BackgroundVarious bacteria can use non-ribosomal peptide synthesis (NRPS) to produce peptides or other small molecules. Conserved features within the NRPS machinery allow the type, and sometimes even the structure, of the synthesized polypeptide to be predicted. Thus, bacterial genome mining via in silico analyses of NRPS genes offers an attractive opportunity to uncover new bioactive non-ribosomally synthesized peptides. Xanthomonas is a large genus of Gram-negative bacteria that cause disease in hundreds of plant species. To date, the only known small molecule synthesized by NRPS in this genus is albicidin produced by Xanthomonas albilineans.
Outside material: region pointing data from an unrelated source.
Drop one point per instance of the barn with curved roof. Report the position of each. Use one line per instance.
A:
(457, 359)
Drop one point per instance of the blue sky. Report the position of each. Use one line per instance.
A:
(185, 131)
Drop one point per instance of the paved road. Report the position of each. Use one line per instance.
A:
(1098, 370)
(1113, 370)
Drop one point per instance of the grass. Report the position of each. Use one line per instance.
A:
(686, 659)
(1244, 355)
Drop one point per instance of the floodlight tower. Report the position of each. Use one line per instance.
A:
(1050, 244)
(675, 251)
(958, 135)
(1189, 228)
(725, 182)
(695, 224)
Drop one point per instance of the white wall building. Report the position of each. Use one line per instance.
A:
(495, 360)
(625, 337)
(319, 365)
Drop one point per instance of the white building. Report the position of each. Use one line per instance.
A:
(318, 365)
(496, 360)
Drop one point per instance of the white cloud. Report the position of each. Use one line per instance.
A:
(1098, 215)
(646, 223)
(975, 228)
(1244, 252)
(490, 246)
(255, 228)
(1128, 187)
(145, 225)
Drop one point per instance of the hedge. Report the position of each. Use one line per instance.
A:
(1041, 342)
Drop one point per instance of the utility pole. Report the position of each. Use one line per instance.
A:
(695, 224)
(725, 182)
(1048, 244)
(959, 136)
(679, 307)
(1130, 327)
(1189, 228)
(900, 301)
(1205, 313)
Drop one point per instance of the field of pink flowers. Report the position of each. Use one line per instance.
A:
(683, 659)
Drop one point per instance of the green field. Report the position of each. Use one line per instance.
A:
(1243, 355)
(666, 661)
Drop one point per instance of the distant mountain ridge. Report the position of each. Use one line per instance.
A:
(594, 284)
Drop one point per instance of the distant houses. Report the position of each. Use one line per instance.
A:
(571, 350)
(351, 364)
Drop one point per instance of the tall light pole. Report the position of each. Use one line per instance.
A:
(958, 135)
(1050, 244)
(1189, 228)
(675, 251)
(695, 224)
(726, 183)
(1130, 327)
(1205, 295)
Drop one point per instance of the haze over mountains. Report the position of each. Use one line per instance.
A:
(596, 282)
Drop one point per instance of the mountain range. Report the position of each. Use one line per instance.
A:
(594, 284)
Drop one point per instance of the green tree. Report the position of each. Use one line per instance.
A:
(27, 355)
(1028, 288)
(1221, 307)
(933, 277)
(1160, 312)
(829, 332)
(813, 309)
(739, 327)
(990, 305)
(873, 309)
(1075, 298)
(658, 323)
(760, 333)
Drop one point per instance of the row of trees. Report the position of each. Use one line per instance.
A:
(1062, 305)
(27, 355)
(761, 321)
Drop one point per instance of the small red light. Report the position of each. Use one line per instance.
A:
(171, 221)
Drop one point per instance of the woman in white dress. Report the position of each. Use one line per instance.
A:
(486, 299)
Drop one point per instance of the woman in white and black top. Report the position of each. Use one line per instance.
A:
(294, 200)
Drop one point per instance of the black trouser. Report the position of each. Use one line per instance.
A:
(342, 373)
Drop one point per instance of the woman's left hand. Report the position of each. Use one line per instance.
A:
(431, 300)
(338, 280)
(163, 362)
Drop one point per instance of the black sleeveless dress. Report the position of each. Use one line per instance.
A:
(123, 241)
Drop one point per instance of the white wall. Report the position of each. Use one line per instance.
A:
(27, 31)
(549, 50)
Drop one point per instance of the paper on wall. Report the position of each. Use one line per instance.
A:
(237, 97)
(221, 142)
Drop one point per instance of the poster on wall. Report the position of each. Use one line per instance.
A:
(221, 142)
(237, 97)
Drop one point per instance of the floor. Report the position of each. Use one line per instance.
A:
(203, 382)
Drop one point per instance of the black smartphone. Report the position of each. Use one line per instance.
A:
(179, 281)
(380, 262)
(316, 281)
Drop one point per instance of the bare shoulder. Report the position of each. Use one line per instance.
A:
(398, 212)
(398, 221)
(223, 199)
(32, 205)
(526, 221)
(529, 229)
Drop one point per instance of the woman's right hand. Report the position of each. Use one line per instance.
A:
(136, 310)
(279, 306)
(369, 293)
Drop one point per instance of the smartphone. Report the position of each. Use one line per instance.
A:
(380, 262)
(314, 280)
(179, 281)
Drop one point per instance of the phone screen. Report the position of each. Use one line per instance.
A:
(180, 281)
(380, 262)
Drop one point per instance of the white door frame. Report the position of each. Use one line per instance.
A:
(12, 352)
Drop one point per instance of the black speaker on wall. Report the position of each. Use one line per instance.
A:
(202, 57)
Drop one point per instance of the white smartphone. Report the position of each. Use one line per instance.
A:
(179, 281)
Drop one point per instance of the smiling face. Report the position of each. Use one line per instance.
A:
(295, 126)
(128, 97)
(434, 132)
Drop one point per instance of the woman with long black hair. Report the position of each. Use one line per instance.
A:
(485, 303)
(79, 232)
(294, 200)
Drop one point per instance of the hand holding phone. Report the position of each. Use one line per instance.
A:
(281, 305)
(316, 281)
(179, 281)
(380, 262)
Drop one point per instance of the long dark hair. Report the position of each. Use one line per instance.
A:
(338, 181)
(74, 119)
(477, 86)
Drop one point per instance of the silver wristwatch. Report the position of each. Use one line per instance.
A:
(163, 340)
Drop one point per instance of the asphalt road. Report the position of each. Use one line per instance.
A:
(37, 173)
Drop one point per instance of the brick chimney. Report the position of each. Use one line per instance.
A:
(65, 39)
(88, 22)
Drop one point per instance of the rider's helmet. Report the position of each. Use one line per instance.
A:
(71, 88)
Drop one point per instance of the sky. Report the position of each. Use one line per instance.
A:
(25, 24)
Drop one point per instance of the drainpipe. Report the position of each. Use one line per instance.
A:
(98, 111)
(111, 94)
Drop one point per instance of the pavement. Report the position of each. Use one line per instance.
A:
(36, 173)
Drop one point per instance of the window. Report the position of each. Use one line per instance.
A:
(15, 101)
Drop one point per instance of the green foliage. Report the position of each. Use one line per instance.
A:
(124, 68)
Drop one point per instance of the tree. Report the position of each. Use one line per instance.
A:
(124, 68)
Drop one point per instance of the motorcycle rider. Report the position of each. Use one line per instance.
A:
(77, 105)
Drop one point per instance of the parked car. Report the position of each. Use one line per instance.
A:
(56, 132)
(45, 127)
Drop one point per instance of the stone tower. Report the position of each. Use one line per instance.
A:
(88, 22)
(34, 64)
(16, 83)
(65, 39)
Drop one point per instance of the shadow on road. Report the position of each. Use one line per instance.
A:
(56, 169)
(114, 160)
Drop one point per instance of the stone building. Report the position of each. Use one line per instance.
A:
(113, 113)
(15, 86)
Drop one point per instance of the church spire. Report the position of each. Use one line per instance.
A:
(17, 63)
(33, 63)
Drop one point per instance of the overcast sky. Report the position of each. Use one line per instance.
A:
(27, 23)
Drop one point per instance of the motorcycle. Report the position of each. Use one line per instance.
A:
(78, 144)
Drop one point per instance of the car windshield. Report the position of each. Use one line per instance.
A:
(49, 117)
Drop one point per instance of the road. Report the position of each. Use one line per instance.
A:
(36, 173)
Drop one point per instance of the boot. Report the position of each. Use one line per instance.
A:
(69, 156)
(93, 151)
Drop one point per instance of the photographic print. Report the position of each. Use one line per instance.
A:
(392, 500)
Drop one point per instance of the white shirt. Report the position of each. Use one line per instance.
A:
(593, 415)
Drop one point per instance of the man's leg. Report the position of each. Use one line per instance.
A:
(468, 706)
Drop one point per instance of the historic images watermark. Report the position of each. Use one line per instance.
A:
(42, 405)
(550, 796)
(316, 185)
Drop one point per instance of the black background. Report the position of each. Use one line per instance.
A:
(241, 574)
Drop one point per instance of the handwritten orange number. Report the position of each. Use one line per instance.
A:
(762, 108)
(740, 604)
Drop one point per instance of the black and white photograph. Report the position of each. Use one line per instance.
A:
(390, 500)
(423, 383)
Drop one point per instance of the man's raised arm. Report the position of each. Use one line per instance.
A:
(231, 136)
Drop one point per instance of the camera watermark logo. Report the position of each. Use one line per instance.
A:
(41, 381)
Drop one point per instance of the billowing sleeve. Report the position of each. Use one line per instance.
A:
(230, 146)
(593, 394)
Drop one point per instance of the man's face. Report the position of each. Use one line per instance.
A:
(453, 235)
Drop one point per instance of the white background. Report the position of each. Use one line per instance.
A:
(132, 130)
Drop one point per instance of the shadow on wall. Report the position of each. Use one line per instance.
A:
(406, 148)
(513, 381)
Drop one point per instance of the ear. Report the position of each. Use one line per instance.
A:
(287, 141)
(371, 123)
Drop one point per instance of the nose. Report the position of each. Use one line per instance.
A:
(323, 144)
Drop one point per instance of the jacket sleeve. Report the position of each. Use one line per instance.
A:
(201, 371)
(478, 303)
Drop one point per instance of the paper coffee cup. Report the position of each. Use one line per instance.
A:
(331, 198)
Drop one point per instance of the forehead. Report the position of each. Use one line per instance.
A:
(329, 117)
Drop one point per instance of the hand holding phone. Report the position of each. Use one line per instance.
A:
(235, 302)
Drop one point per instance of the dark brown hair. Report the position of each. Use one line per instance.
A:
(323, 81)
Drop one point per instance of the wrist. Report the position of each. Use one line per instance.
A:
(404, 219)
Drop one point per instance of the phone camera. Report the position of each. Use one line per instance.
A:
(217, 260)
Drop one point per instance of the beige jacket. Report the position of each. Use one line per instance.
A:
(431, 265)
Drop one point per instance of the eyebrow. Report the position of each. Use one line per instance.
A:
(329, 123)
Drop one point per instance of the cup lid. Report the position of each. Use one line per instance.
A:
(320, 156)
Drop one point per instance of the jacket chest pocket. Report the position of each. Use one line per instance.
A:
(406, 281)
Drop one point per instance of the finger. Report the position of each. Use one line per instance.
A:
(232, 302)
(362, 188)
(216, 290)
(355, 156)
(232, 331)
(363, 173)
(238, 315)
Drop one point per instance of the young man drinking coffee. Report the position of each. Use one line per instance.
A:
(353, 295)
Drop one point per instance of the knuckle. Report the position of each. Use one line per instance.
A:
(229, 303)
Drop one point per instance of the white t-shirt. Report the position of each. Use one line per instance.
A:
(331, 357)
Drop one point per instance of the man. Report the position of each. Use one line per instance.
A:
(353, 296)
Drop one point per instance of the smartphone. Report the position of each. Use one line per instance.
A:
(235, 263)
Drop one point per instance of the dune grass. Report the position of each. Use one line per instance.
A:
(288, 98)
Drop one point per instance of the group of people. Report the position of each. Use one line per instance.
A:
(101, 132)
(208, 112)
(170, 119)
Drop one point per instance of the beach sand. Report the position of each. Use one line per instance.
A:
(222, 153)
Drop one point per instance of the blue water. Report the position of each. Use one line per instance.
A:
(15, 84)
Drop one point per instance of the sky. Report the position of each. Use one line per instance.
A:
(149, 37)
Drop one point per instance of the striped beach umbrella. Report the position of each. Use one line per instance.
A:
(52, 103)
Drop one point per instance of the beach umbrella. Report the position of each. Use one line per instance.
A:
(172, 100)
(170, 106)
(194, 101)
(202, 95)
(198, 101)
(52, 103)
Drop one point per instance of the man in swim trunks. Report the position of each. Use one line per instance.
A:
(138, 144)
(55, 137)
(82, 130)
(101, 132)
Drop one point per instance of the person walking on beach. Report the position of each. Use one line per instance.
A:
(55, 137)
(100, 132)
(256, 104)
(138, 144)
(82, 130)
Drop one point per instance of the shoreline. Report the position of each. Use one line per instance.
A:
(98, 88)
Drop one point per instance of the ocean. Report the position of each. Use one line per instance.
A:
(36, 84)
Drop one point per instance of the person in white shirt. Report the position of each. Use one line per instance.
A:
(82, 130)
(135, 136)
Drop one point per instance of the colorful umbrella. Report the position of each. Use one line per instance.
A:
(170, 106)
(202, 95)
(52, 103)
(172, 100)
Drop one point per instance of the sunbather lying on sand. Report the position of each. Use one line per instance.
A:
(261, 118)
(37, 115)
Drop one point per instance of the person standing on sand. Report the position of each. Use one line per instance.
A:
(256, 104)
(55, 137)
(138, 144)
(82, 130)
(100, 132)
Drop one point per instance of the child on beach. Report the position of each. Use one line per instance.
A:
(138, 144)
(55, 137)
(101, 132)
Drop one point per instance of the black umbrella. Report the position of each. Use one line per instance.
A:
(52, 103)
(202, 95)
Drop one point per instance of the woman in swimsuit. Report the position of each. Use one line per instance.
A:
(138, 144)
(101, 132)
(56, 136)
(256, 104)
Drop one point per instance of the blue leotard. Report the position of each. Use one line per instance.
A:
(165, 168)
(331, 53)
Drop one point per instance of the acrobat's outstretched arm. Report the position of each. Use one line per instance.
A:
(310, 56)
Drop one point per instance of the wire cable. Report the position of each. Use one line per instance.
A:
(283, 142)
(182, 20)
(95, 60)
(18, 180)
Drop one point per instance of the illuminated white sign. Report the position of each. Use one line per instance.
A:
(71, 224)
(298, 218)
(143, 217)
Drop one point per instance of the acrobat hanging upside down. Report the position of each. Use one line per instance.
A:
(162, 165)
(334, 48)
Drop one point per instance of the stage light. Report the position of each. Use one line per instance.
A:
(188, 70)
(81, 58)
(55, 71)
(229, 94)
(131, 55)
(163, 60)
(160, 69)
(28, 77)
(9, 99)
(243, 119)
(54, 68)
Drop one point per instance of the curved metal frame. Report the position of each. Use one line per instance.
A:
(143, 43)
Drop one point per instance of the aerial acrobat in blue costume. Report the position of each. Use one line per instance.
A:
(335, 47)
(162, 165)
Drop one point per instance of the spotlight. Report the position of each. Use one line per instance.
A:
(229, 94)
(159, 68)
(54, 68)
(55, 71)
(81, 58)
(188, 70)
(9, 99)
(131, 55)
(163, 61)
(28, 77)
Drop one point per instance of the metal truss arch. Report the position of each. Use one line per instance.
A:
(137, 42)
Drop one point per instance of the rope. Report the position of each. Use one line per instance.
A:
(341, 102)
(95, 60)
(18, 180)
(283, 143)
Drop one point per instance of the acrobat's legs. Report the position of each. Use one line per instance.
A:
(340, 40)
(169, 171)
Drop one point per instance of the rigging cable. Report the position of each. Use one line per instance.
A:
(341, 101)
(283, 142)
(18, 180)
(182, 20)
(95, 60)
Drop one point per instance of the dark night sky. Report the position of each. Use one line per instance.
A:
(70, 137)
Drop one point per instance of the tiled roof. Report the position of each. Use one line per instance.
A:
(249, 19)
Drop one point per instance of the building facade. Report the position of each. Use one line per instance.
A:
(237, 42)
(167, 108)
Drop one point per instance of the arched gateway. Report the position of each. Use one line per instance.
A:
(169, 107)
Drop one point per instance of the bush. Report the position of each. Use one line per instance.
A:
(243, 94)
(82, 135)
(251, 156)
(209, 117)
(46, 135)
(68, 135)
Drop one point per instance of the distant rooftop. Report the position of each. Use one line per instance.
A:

This study aims to estimate the biosynthetic potential of Xanthomonas spp. by in silico analyses of NRPS genes with unknown function recently identified in the sequenced genomes of X. albilineans and related species of Xanthomonas.ResultsWe performed in silico analyses of NRPS genes present in all published genome sequences of Xanthomonas spp., as well as in unpublished draft genome sequences of Xanthomonas oryzae pv. oryzae strain BAI3 and Xanthomonas spp. strain XaS3. These two latter strains, together with X. albilineans strain GPE PC73 and X. oryzae pv. oryzae strains X8-1A and X11-5A, possess novel NRPS gene clusters and share related NRPS-associated genes such as those required for the biosynthesis of non-proteinogenic amino acids or the secretion of peptides. In silico prediction of peptide structures according to NRPS architecture suggests eight different peptides, each specific to its producing strain. Interestingly, these eight peptides cannot be assigned to any known gene cluster or related to known compounds from natural product databases. PCR screening of a collection of 94 plant pathogenic bacteria indicates that these novel NRPS gene clusters are specific to the genus Xanthomonas and are also present in Xanthomonas translucens and X. oryzae pv. oryzicola. Further genome mining revealed other novel NRPS genes specific to X. oryzae pv. oryzicola or Xanthomonas sacchari.ConclusionsThis study revealed the significant potential of the genus Xanthomonas to produce new non-ribosomally synthesized peptides. Interestingly, this biosynthetic potential seems to be specific to strains of Xanthomonas associated with monocotyledonous plants, suggesting a putative involvement of non-ribosomally synthesized peptides in plant-bacteria interactions.